One major venue for a patwari to earn some un-earned money is the farmers' or land owners' need to have every now and then 'fard' -- a copy of ownership record, an essential document for obtaining loans, for furnishing guarantee for obtaining bails in court cases, for obtaining a domicile certificate, for knowing about land transfers and for purchase, selling, mortgaging and leasing. With very few noble exceptions, every patwari charges heavily to providing this document. This price varies according to how easily or uneasily the patwari makes himself available. In most cases, it's with great difficulty that people can find him. They have to run from pillar to post -- from all over his patwar circle to the tehsil headquarter -- to get hold of him.

The second major source of earning for a patwari is 'manipulating' official fees to be charged at the time of land transfers. Provincial boards of revenue charge three per cent of the value of the land transferred and the district government charges one or two per cent of this value as fee. The patwari favours the parties involved in a land deal, assessing the value of the property in a way which incurs less than due fee. He thus decreases the government revenue and gets some portion of the money saved by the parties as bribe.

Tenants facing insecure land tenures due of his non-maintenance and non-updating of land record -- a practice which implicitly favours landowners -- are still another source of illegal money for a patwari.

With patwari having absolute power to play with land records with one stroke of a pen, most land records in Pakistan suffers from a lot of inaccuracies, creating ownership problems, leading to disputes over land rights, generating numerous property case, rendering official documents unreliable which at a macro-level complicates as big issues as obtaining aids and loans from international financial institutes.

The problem mostly pertains to how patwaris maintain their records.
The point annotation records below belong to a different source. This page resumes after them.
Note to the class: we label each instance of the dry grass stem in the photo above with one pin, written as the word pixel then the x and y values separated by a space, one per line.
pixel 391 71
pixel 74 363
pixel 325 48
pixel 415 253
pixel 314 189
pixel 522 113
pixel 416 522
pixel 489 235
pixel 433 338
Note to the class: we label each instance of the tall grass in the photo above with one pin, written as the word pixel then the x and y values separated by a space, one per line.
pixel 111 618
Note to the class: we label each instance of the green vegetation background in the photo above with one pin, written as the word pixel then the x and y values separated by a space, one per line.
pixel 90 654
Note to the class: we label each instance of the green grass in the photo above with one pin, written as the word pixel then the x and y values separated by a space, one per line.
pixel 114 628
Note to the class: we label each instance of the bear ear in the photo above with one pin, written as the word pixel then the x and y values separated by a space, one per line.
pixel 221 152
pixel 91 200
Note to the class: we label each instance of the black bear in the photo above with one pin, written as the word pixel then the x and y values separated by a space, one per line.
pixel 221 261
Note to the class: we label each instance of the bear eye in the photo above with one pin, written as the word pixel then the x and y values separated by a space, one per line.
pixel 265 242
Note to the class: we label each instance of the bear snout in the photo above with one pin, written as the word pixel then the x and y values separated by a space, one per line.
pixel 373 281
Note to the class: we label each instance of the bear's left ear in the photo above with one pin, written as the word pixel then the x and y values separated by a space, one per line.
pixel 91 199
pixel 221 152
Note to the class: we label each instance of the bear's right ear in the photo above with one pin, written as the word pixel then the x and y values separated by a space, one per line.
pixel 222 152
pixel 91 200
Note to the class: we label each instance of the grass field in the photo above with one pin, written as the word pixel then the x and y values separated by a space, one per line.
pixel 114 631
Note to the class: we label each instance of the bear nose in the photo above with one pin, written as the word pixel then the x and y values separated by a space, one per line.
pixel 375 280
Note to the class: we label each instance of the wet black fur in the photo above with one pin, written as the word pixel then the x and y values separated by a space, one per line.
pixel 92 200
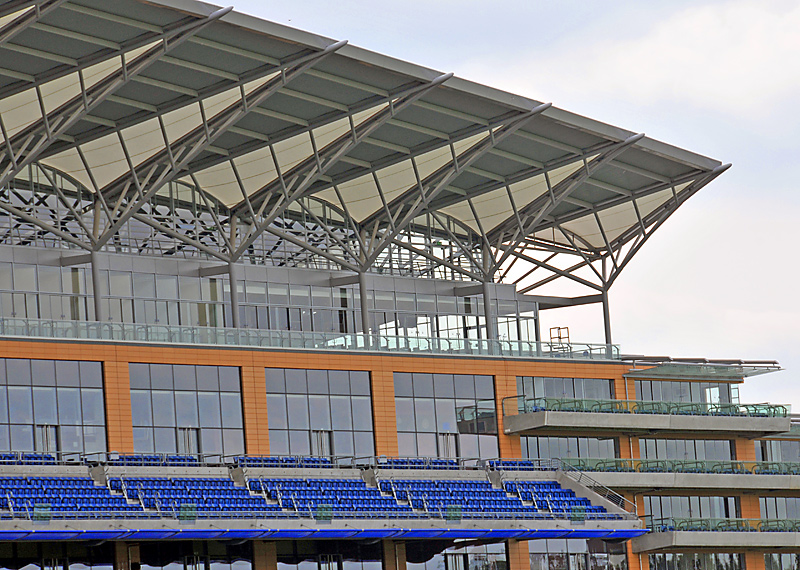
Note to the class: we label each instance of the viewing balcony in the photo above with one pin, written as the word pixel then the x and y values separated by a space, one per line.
pixel 717 535
pixel 641 475
pixel 296 340
pixel 540 416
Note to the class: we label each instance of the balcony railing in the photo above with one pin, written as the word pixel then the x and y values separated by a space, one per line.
pixel 722 525
pixel 186 335
pixel 683 466
pixel 514 405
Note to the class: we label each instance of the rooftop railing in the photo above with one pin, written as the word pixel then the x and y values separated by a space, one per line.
pixel 721 525
pixel 217 336
pixel 520 404
pixel 684 466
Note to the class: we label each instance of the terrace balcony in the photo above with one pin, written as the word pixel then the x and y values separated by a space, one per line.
pixel 302 341
pixel 718 535
pixel 541 416
pixel 642 475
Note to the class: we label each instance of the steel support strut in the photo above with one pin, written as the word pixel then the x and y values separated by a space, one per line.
pixel 131 194
pixel 25 147
pixel 29 18
pixel 410 204
pixel 293 184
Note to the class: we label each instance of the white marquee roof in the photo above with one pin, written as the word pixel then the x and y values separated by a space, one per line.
pixel 265 122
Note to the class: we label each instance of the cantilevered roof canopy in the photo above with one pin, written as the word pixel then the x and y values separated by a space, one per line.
pixel 222 135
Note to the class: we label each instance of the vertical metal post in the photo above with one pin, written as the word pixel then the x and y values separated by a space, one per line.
pixel 362 295
pixel 491 329
pixel 234 286
pixel 98 291
pixel 607 324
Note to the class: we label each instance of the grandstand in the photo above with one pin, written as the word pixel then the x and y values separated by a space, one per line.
pixel 272 301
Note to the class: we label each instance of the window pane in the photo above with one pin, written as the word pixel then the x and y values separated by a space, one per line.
pixel 163 408
pixel 186 409
pixel 362 413
pixel 44 405
pixel 69 406
pixel 297 407
pixel 231 404
pixel 92 406
pixel 341 416
pixel 20 404
pixel 208 405
pixel 319 407
pixel 276 412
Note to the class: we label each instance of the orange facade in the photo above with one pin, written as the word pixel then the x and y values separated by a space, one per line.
pixel 116 358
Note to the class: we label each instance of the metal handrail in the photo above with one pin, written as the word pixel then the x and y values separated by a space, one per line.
pixel 602 490
pixel 264 338
pixel 520 404
pixel 616 465
pixel 684 524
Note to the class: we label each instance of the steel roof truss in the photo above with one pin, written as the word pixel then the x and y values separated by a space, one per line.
pixel 28 19
pixel 26 146
pixel 169 163
pixel 534 213
pixel 296 181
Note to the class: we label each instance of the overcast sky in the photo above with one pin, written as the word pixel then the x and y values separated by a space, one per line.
pixel 720 78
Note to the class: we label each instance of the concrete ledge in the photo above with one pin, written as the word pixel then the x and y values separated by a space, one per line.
pixel 715 541
pixel 538 422
pixel 787 485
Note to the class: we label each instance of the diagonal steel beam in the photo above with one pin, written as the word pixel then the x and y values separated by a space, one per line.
pixel 656 218
pixel 152 174
pixel 29 18
pixel 25 81
pixel 415 200
pixel 293 185
pixel 26 146
pixel 543 205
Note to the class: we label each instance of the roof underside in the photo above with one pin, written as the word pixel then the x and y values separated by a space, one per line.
pixel 230 137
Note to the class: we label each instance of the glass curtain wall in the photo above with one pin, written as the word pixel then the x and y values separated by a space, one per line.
pixel 780 508
pixel 698 561
pixel 445 415
pixel 319 412
pixel 543 447
pixel 563 554
pixel 694 392
pixel 189 410
pixel 664 507
pixel 773 450
pixel 688 449
pixel 51 406
pixel 64 293
pixel 579 388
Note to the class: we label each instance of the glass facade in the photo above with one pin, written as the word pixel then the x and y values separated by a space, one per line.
pixel 697 392
pixel 683 507
pixel 319 412
pixel 697 561
pixel 187 409
pixel 773 450
pixel 780 508
pixel 445 415
pixel 152 297
pixel 543 447
pixel 329 555
pixel 51 406
pixel 781 561
pixel 579 388
pixel 689 449
pixel 563 554
pixel 487 557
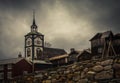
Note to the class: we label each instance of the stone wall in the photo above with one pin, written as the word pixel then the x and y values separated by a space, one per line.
pixel 97 71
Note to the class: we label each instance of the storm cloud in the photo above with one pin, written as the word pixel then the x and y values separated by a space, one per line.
pixel 65 23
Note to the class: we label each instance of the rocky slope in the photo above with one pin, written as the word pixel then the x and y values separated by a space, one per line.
pixel 91 71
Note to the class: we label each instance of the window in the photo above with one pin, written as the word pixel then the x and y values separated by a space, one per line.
pixel 25 72
pixel 1 75
pixel 1 67
pixel 28 52
pixel 9 66
pixel 38 52
pixel 9 74
pixel 99 50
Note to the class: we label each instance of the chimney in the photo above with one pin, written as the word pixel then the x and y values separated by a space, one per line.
pixel 72 50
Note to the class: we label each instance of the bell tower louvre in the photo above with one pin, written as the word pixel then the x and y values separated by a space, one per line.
pixel 34 43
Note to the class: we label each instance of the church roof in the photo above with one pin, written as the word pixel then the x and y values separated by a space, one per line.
pixel 52 52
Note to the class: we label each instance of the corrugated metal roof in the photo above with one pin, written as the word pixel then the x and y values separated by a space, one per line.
pixel 40 62
pixel 59 57
pixel 52 52
pixel 106 34
pixel 10 61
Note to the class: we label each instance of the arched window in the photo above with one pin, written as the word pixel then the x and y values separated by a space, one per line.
pixel 38 52
pixel 28 52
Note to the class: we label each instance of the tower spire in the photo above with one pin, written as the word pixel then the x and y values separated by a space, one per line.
pixel 34 17
pixel 34 26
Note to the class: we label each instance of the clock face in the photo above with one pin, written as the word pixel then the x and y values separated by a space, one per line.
pixel 28 42
pixel 38 41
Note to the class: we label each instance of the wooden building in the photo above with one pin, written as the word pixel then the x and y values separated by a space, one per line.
pixel 12 68
pixel 105 44
pixel 73 55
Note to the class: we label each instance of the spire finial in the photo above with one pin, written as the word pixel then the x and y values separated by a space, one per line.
pixel 34 17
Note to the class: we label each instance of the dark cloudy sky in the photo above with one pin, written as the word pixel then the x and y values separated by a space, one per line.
pixel 65 23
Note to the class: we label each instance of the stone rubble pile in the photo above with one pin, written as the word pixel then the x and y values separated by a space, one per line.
pixel 83 72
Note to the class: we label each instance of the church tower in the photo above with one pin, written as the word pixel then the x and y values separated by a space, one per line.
pixel 34 43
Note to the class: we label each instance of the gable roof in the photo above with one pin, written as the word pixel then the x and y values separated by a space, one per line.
pixel 106 34
pixel 52 52
pixel 86 50
pixel 59 57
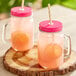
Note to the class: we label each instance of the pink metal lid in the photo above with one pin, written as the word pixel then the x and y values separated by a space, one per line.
pixel 19 12
pixel 46 27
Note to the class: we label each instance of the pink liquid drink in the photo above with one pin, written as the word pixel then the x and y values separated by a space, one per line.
pixel 21 28
pixel 50 45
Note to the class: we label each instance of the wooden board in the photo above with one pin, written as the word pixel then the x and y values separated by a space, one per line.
pixel 26 64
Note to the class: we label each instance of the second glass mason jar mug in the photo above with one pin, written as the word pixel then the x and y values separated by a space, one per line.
pixel 51 45
pixel 21 28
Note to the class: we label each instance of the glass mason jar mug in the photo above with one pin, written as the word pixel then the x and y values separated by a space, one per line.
pixel 51 45
pixel 21 28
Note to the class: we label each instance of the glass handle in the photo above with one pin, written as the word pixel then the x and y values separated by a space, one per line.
pixel 68 53
pixel 4 34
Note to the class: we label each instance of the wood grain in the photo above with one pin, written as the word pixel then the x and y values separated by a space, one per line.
pixel 26 64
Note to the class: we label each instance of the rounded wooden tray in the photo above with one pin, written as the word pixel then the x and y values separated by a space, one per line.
pixel 26 64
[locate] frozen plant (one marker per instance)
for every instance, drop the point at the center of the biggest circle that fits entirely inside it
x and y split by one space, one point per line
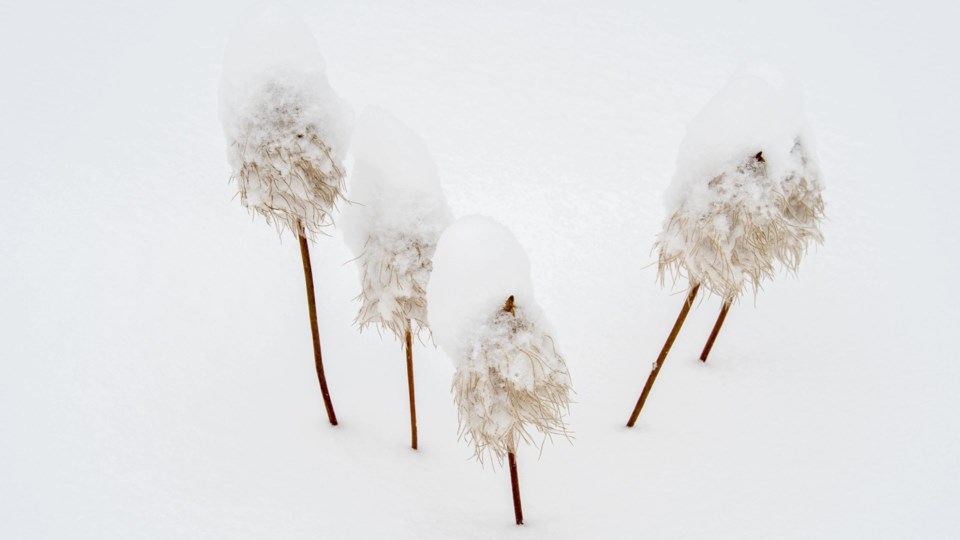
509 375
746 196
747 190
286 131
286 128
393 226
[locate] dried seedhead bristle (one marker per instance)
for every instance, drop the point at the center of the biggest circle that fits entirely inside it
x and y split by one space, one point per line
753 221
285 171
394 272
513 379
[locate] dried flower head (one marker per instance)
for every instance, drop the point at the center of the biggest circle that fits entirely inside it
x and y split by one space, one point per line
733 229
512 379
285 170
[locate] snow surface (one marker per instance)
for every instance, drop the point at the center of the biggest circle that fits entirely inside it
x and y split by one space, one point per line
156 374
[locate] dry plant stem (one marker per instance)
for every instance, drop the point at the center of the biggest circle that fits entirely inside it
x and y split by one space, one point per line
413 399
663 354
515 484
715 331
314 327
508 307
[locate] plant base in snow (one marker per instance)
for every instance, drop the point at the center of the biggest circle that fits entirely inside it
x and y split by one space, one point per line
663 354
410 388
515 487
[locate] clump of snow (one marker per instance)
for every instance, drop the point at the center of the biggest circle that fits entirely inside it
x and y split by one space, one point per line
509 376
398 216
747 189
478 264
286 128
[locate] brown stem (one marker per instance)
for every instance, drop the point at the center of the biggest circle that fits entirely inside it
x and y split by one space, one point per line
413 399
515 484
663 354
314 328
715 331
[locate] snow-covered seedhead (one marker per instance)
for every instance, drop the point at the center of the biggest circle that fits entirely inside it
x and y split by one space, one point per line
286 129
393 227
747 192
509 376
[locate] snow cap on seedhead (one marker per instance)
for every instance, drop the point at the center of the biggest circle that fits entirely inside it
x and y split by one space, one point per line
393 226
509 376
747 192
286 129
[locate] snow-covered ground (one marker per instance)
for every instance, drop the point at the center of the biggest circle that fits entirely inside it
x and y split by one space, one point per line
156 378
Since the colonial times, Persian digits and words have been used to make entries in his numerous registers and the tradition continues. In a country where more than half of the population cannot read and write in their mother tongue, deciphering a patwari's records as big an enigma as anyone.

It is generally said that a major reason for the failure of the 1973 land reforms lied in their poor implementation. Patwaris, in a very high number of cases collided with landowners and never informed the tenants that the reforms had changed their status. They continued to work on their fields as ever, without knowing that now they were the real owners of their farms, not someone else. Also, because of the poor maintenance of land record, the government was never able to crack down on those feudal lords who had frustrated the implementation of the reforms.

Successive governments have tried to curtail the patwari's influence. For instance, the government has curtailed patwaris' powers to determine Abiana, water revenue, by fixing a flat rate for its collection. This has come like a whiff of fresh air for poverty-stricken farmers, earlier vulnerable to the whims of a patwari.

E-governance is another issue that seeks structural reforms in a culture which revolves around a patwari. This reform has two aspects -- first, the computerisation of government functions and second is the provision of better interaction between the government and the people so that people may obtain direct access to records, rules and other official information. Under this reform, the government is computerising land records to thwart the patwaris' corruption.

So far, the impact of e-governance have been slow to emerge, where they emerged at all. The computerisation of land records, for instance, have been give a go ahead in Lahore and Kasur but no positive results have accrued from the exercise so far.

Perhaps it's time to offer all existing patwaris a golden handshake and make fresh recruitments in accordance with modern needs.

Even more important than that is creating awareness among people through 'mock exercises' about the processes of gaining access to official documents and government functionaries.